Late systolic murmurs should be distinguished from mid-systolic ejection murmurs, which also occur in isolation from the first sound after the opening of the semilunar valves and have a maximum sound in mid-systole.
Midsystolic ejection murmurs are observed with:
Diagnostics
Echocardiographic criteria for myxomatous mitral valve:
The main electrocardiographic (ECG) abnormalities in MVP: changes in the final part of the ventricular complex, disturbances in heart rhythm and conduction.
On a standard ECG, changes in the repolarization process are recorded in various leads. Typical options: 1. Isolated inversion of T waves in the limb leads; II, III, avF without ST segment displacement (inversion is more often associated with the location of the heart (vertical “drip” heart, located midway in the chest like a “suspended” heart). 2. Inversion of T waves in the limb leads and left chest leads (mainly in V5-V6) in combination with a slight ST shift below the isoline. Such inversion indicates the presence of hidden myocardial instability, the frequency increases by 2 times when recording a standard ECG in the orthostatic position. 3. Inversion of T waves in combination with ST segment elevation, which is caused by the syndrome of early ventricular repolarization (an electrocardiographic phenomenon consisting of pseudocoronary ST elevation above the isoline). The syndrome is based on congenital individual characteristics of electrophysiological processes in the myocardium, leading to early repolarization of its subepicardial layers. Occurs in the population with a frequency of 1.5% to 4.9%; in boys 3 times more often than in girls.
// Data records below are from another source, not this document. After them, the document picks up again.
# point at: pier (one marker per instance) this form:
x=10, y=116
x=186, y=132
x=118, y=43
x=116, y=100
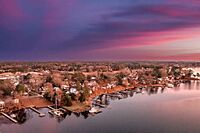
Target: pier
x=35, y=110
x=10, y=118
x=51, y=108
x=100, y=105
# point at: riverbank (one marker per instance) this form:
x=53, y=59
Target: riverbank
x=77, y=107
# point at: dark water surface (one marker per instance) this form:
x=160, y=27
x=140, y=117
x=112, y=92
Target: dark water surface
x=176, y=110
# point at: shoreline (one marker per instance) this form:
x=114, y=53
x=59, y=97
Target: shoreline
x=78, y=107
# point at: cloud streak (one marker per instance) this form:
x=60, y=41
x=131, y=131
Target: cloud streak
x=71, y=29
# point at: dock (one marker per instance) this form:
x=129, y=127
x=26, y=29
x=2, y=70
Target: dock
x=51, y=108
x=10, y=118
x=35, y=110
x=100, y=105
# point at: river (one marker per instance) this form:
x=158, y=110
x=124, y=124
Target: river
x=170, y=110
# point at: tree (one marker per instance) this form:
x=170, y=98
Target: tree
x=156, y=72
x=67, y=100
x=20, y=88
x=6, y=87
x=84, y=94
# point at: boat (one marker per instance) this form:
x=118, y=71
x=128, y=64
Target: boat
x=56, y=112
x=170, y=85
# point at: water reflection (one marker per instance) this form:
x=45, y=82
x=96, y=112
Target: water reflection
x=104, y=101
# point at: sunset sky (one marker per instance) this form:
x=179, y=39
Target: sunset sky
x=100, y=30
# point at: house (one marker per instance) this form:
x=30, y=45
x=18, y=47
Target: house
x=2, y=105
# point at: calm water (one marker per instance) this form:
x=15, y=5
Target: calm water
x=175, y=110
Radiography. In the absence of mitral regurgitation, expansion of the shadow of the heart and its individual chambers is not observed. Small heart sizes in 60% are combined with bulging of the pulmonary artery arch. Detectable bulging of the pulmonary artery arch confirms the inferiority of connective tissue in the structure of the vascular wall of the pulmonary artery, and borderline pulmonary hypertension and “physiological” pulmonary regurgitation are often determined.